Which was just as well. There was still an open file somewhere, with one John Paul Keller of New York, NY, being sought in connection with a high-profile homicide in Des Moines, Iowa. Nobody was pressing the case, and it seemed likely they thought he was dead if they thought about him at all, but it was reason enough to protect his new identity.

And one way to protect it was to put it in mothballs for the time being.

I
N THE PASSENGER
terminal, he looked for the Hertz counter, then walked on past it to the men’s room. There he switched his wallet for another, slimmer one. Nicholas Edwards now reposed in a zippered compartment in his suitcase, and the wallet on his hip identified him as James J. Miller, of Waco, Texas. There was a Texas driver’s license in that name, a pair of valid credit cards, and the usual filler—membership cards in hotel loyalty programs and the American Automobile Association, a courtesy card from the Ft. Worth Chamber of Commerce, and last year’s calendar, the gift of an insurance agent in Galveston.

All he had to show was the driver’s license and James Miller’s Visa card.

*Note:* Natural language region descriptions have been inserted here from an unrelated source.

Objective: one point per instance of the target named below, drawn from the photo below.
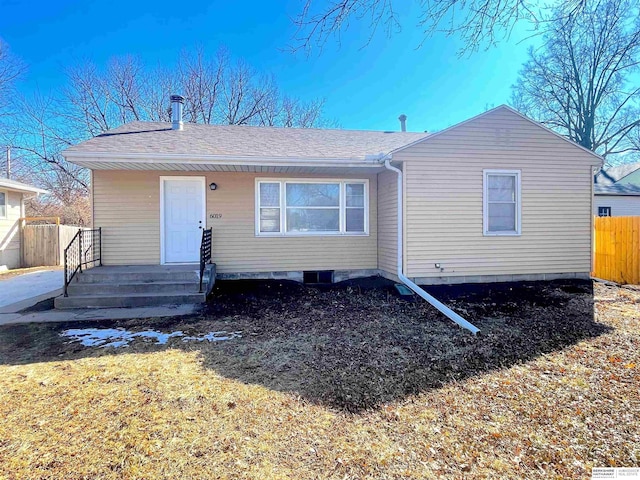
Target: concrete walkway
(24, 291)
(99, 314)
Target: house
(12, 197)
(495, 198)
(617, 191)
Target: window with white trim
(501, 202)
(604, 211)
(318, 207)
(3, 205)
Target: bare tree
(581, 82)
(479, 22)
(201, 80)
(11, 68)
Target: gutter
(432, 300)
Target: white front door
(183, 218)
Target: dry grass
(15, 272)
(336, 384)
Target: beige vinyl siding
(10, 231)
(127, 206)
(387, 222)
(621, 205)
(444, 202)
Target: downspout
(433, 301)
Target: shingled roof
(154, 138)
(612, 175)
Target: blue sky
(364, 88)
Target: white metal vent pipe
(433, 301)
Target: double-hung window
(3, 204)
(303, 207)
(502, 202)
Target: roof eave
(187, 159)
(513, 110)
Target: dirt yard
(279, 380)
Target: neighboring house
(12, 196)
(617, 191)
(497, 197)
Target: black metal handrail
(205, 252)
(84, 251)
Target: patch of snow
(119, 337)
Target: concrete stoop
(137, 286)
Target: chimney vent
(403, 122)
(177, 101)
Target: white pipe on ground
(433, 301)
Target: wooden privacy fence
(617, 249)
(43, 245)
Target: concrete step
(125, 288)
(96, 275)
(128, 300)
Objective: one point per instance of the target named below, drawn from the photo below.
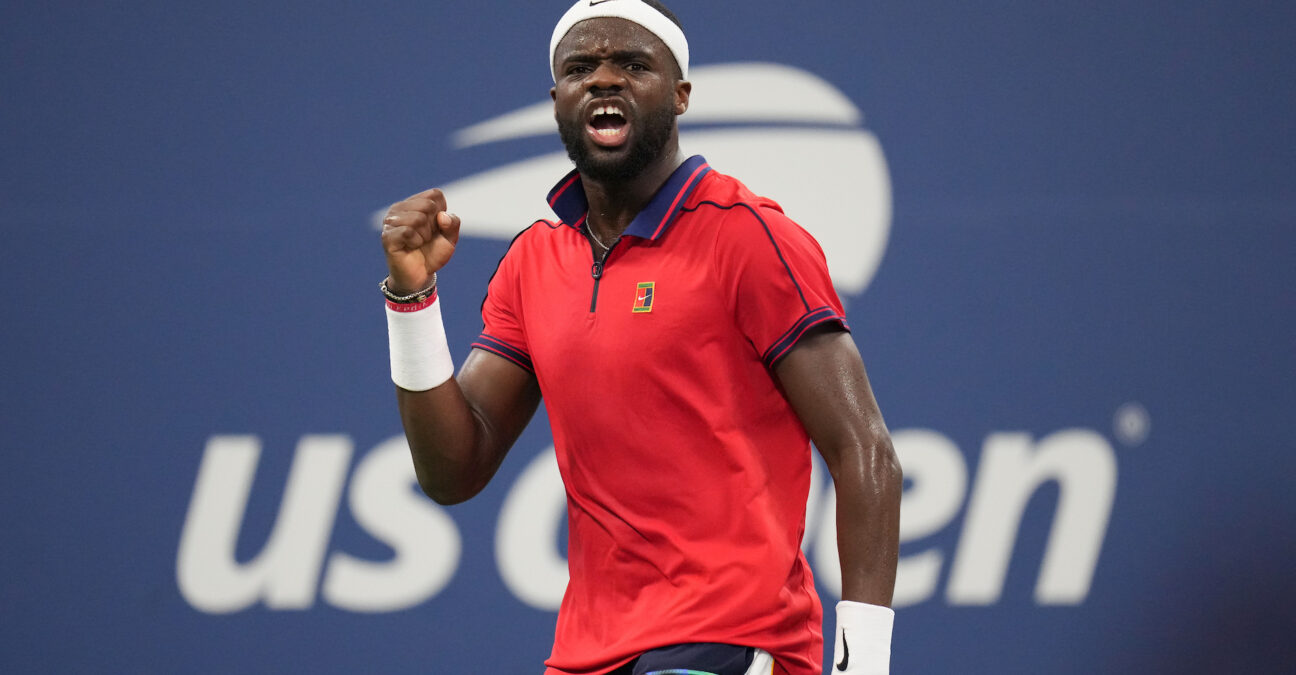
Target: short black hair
(665, 11)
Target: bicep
(824, 381)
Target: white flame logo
(784, 132)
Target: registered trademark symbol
(1132, 424)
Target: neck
(614, 204)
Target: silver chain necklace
(596, 240)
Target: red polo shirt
(686, 469)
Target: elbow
(888, 472)
(443, 492)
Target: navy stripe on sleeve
(793, 334)
(506, 350)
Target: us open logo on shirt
(784, 132)
(643, 297)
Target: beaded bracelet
(419, 296)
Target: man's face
(616, 99)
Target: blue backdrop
(1078, 315)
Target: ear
(683, 88)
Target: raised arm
(824, 381)
(459, 429)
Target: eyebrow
(620, 55)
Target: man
(688, 345)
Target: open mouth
(608, 125)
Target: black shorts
(694, 658)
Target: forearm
(446, 442)
(868, 486)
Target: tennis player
(688, 345)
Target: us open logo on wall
(787, 134)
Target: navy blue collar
(568, 200)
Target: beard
(649, 135)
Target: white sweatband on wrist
(634, 11)
(420, 355)
(863, 639)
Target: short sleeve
(503, 332)
(778, 280)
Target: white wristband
(420, 355)
(863, 639)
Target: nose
(605, 77)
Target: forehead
(609, 35)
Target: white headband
(634, 11)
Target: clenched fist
(419, 237)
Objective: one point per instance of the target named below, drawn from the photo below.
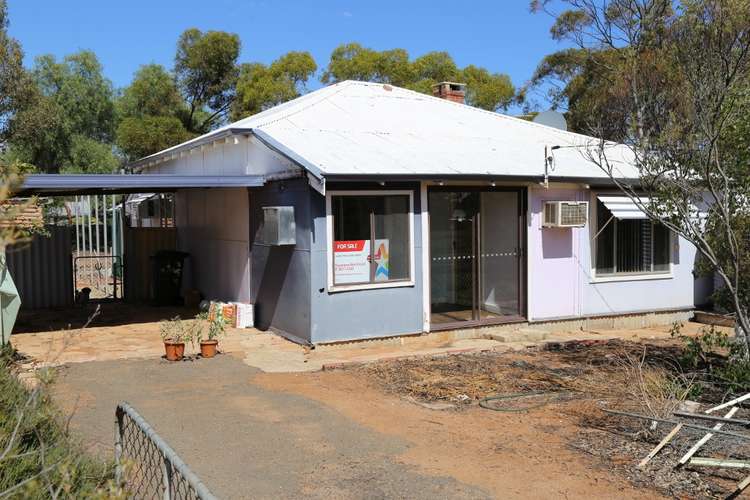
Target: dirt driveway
(329, 435)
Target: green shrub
(720, 355)
(38, 458)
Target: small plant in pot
(215, 326)
(174, 335)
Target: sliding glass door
(475, 256)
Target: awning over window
(623, 207)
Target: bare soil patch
(574, 381)
(560, 444)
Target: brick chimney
(450, 90)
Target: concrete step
(519, 335)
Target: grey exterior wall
(42, 269)
(280, 275)
(360, 314)
(213, 227)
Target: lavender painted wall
(560, 274)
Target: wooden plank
(661, 445)
(712, 418)
(737, 435)
(704, 439)
(740, 487)
(719, 462)
(733, 402)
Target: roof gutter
(593, 182)
(195, 143)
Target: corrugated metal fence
(42, 269)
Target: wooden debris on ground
(689, 457)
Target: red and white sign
(350, 261)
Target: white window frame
(332, 287)
(637, 276)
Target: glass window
(630, 246)
(371, 238)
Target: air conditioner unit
(565, 213)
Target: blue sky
(501, 35)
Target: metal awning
(66, 184)
(623, 207)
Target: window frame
(597, 277)
(332, 286)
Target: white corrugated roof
(360, 128)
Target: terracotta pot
(175, 350)
(208, 348)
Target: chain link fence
(147, 466)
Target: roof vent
(451, 91)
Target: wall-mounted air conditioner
(565, 213)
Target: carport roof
(64, 184)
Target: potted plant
(215, 326)
(174, 335)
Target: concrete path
(272, 353)
(245, 441)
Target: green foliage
(38, 455)
(90, 156)
(153, 92)
(178, 330)
(15, 83)
(70, 107)
(139, 137)
(213, 326)
(352, 61)
(260, 87)
(721, 356)
(206, 70)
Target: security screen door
(475, 256)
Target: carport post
(91, 242)
(78, 233)
(118, 446)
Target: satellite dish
(551, 119)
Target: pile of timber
(688, 422)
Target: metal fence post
(118, 446)
(151, 456)
(166, 471)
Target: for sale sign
(351, 261)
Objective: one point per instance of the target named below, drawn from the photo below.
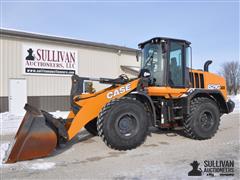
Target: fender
(214, 94)
(144, 98)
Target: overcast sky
(212, 27)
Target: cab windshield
(152, 59)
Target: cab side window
(176, 65)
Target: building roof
(10, 32)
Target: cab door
(178, 75)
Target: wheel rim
(206, 120)
(126, 125)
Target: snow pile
(9, 123)
(42, 166)
(236, 100)
(3, 150)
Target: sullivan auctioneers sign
(49, 60)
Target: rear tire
(91, 127)
(203, 120)
(123, 124)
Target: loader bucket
(35, 137)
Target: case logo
(118, 91)
(214, 86)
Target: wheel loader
(167, 93)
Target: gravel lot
(164, 155)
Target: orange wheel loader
(167, 93)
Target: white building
(37, 68)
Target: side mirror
(138, 55)
(164, 46)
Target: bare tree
(231, 72)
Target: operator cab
(167, 60)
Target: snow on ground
(9, 123)
(42, 166)
(236, 100)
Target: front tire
(123, 124)
(203, 120)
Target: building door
(17, 96)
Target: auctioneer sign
(49, 60)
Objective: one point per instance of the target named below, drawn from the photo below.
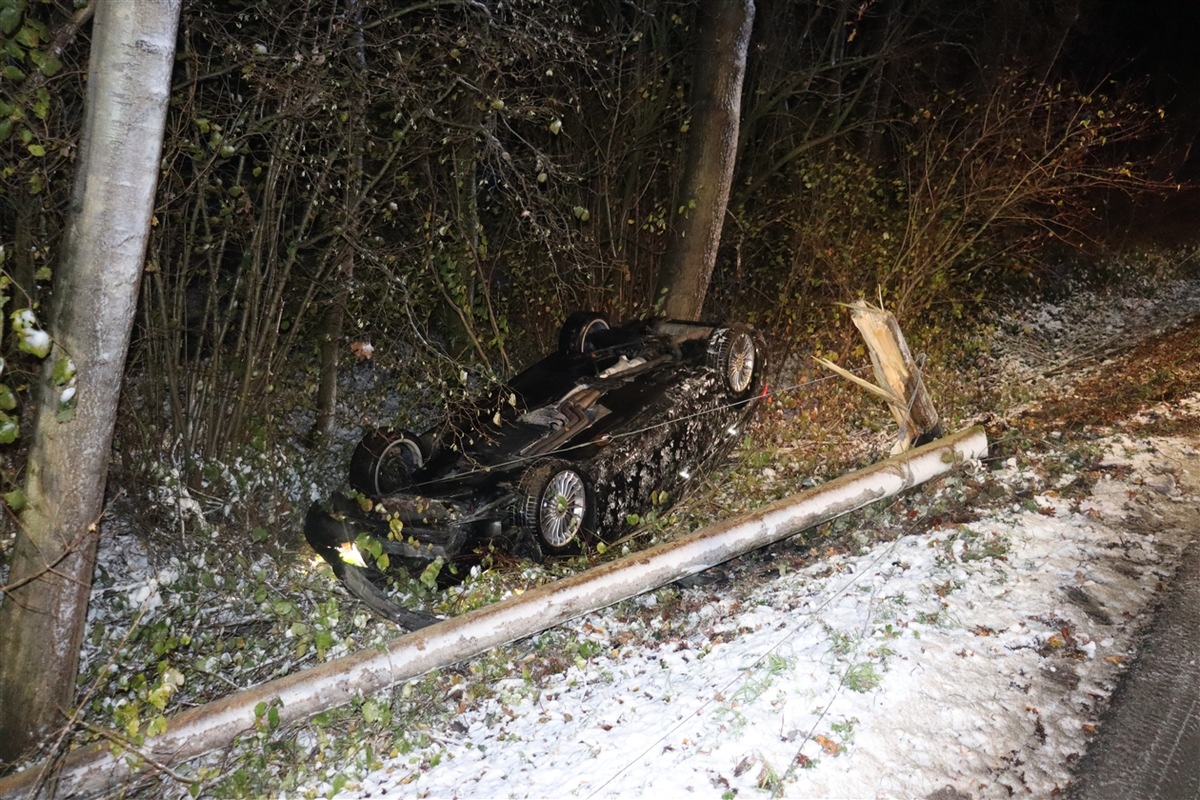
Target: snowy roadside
(969, 661)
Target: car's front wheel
(573, 337)
(556, 505)
(385, 461)
(733, 354)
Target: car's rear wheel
(573, 337)
(733, 354)
(385, 461)
(555, 504)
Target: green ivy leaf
(10, 18)
(16, 500)
(28, 36)
(47, 64)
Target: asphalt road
(1149, 741)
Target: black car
(569, 451)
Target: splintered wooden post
(897, 372)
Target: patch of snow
(973, 656)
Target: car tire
(573, 337)
(555, 505)
(733, 354)
(385, 461)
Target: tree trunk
(95, 293)
(335, 313)
(712, 151)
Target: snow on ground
(971, 660)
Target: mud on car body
(565, 453)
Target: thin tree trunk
(712, 152)
(95, 294)
(335, 314)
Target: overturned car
(568, 452)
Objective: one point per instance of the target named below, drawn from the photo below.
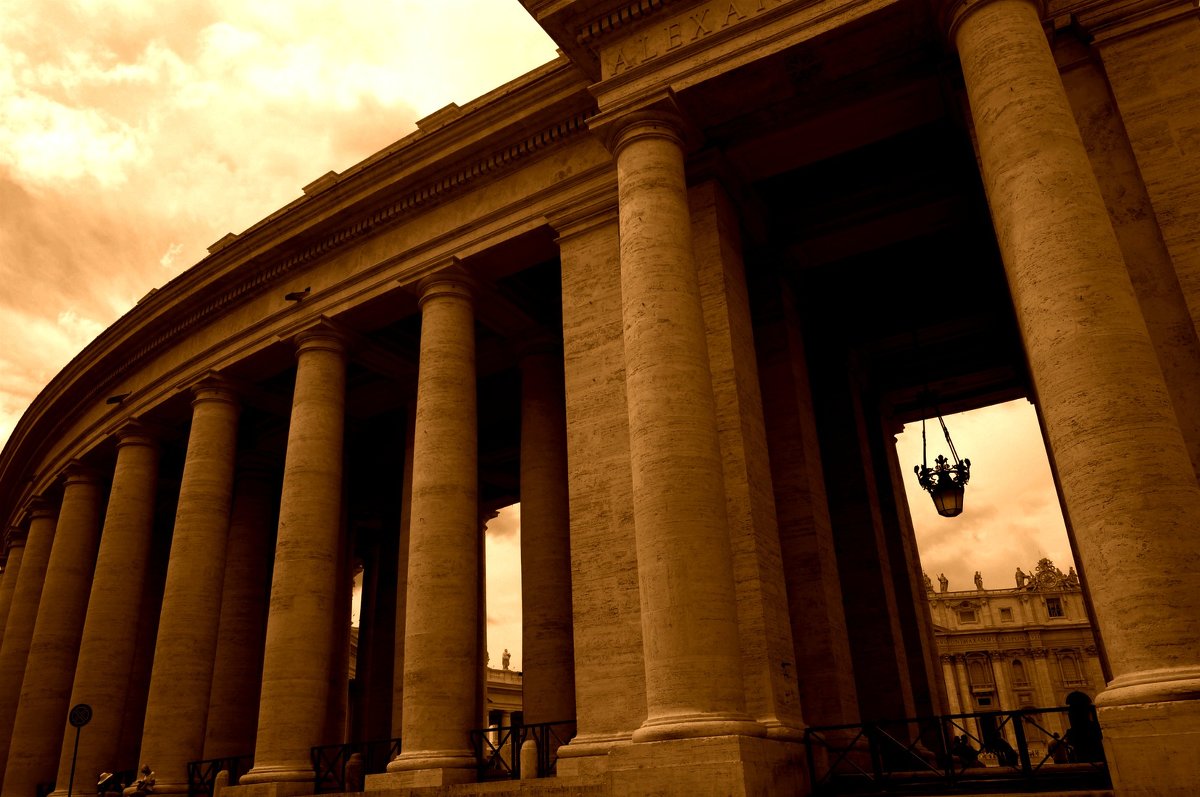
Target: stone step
(535, 787)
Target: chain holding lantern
(946, 483)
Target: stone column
(549, 653)
(178, 703)
(304, 586)
(46, 690)
(689, 619)
(1121, 459)
(952, 688)
(442, 659)
(610, 677)
(106, 653)
(23, 615)
(406, 515)
(238, 667)
(15, 543)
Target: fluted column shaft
(689, 622)
(46, 690)
(442, 659)
(16, 543)
(181, 677)
(549, 652)
(23, 616)
(238, 667)
(103, 669)
(1125, 469)
(304, 585)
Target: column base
(1152, 748)
(287, 777)
(687, 726)
(426, 768)
(587, 754)
(279, 789)
(738, 766)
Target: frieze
(677, 31)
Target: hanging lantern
(945, 481)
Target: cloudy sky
(136, 133)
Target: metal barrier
(498, 749)
(330, 763)
(987, 751)
(202, 774)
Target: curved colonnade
(558, 295)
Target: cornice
(1108, 21)
(604, 24)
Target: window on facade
(1069, 666)
(1019, 672)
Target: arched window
(978, 673)
(1019, 672)
(1068, 664)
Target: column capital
(951, 13)
(40, 507)
(214, 388)
(316, 334)
(136, 431)
(449, 282)
(658, 117)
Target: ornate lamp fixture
(946, 483)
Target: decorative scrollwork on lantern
(945, 481)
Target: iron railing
(203, 774)
(987, 751)
(498, 749)
(330, 763)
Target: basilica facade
(1013, 648)
(675, 292)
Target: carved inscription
(681, 30)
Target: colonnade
(1119, 450)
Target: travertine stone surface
(181, 678)
(768, 657)
(1155, 77)
(46, 690)
(814, 591)
(406, 515)
(304, 582)
(610, 676)
(685, 576)
(9, 579)
(102, 672)
(547, 649)
(1151, 269)
(1125, 469)
(442, 659)
(23, 615)
(238, 667)
(1121, 459)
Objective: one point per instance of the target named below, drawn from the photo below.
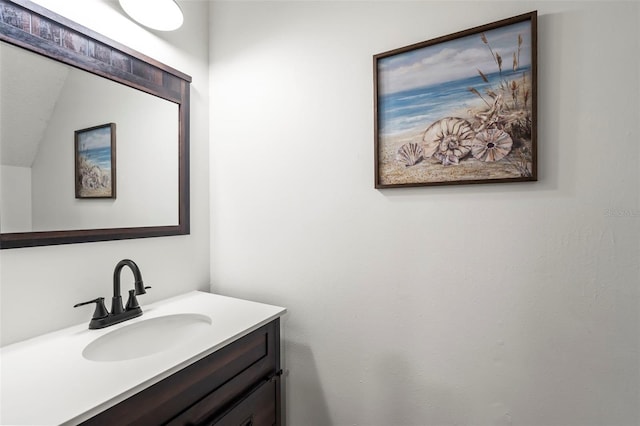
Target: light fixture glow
(162, 15)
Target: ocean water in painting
(100, 156)
(415, 109)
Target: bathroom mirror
(59, 78)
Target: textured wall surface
(469, 305)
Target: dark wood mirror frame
(34, 28)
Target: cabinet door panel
(257, 409)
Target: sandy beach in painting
(430, 170)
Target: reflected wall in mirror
(58, 77)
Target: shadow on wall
(302, 388)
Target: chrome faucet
(101, 317)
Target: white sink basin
(146, 337)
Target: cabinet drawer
(223, 377)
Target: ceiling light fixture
(162, 15)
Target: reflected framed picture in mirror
(95, 161)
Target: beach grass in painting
(95, 162)
(459, 109)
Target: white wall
(467, 305)
(15, 193)
(39, 286)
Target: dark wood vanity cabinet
(237, 385)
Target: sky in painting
(97, 138)
(454, 60)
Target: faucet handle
(101, 310)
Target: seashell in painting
(448, 140)
(410, 154)
(491, 145)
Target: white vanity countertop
(46, 380)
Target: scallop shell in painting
(410, 154)
(448, 140)
(491, 145)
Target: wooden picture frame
(95, 162)
(458, 109)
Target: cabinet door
(257, 409)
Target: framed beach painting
(95, 162)
(458, 109)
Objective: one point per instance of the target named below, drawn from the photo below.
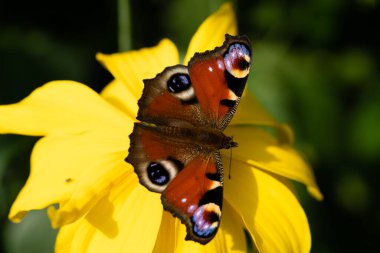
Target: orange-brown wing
(196, 196)
(219, 77)
(190, 179)
(205, 94)
(169, 99)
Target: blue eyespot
(157, 174)
(238, 60)
(178, 83)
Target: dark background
(315, 67)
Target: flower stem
(125, 25)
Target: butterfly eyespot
(206, 220)
(238, 60)
(178, 83)
(158, 174)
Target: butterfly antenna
(229, 170)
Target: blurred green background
(315, 67)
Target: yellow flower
(78, 170)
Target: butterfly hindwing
(190, 181)
(196, 197)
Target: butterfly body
(175, 146)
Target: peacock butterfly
(174, 149)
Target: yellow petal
(271, 212)
(230, 237)
(117, 94)
(132, 67)
(259, 149)
(211, 32)
(125, 220)
(73, 171)
(251, 112)
(60, 107)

They had his reservation, gave him a Japanese compact with the tank filled, and told him he could bring it back empty.

“But we had a gentleman two weeks ago who cut it a little too close,” the attendant told him. She was not quite flirty, but almost. “He made it into the lot, and he got halfway up the aisle, and the engine went dry and cut out. Now you just might want to give yourself a little more leeway.”

Touched his wrist as she spoke the last line. Well, semi-flirty, anyway.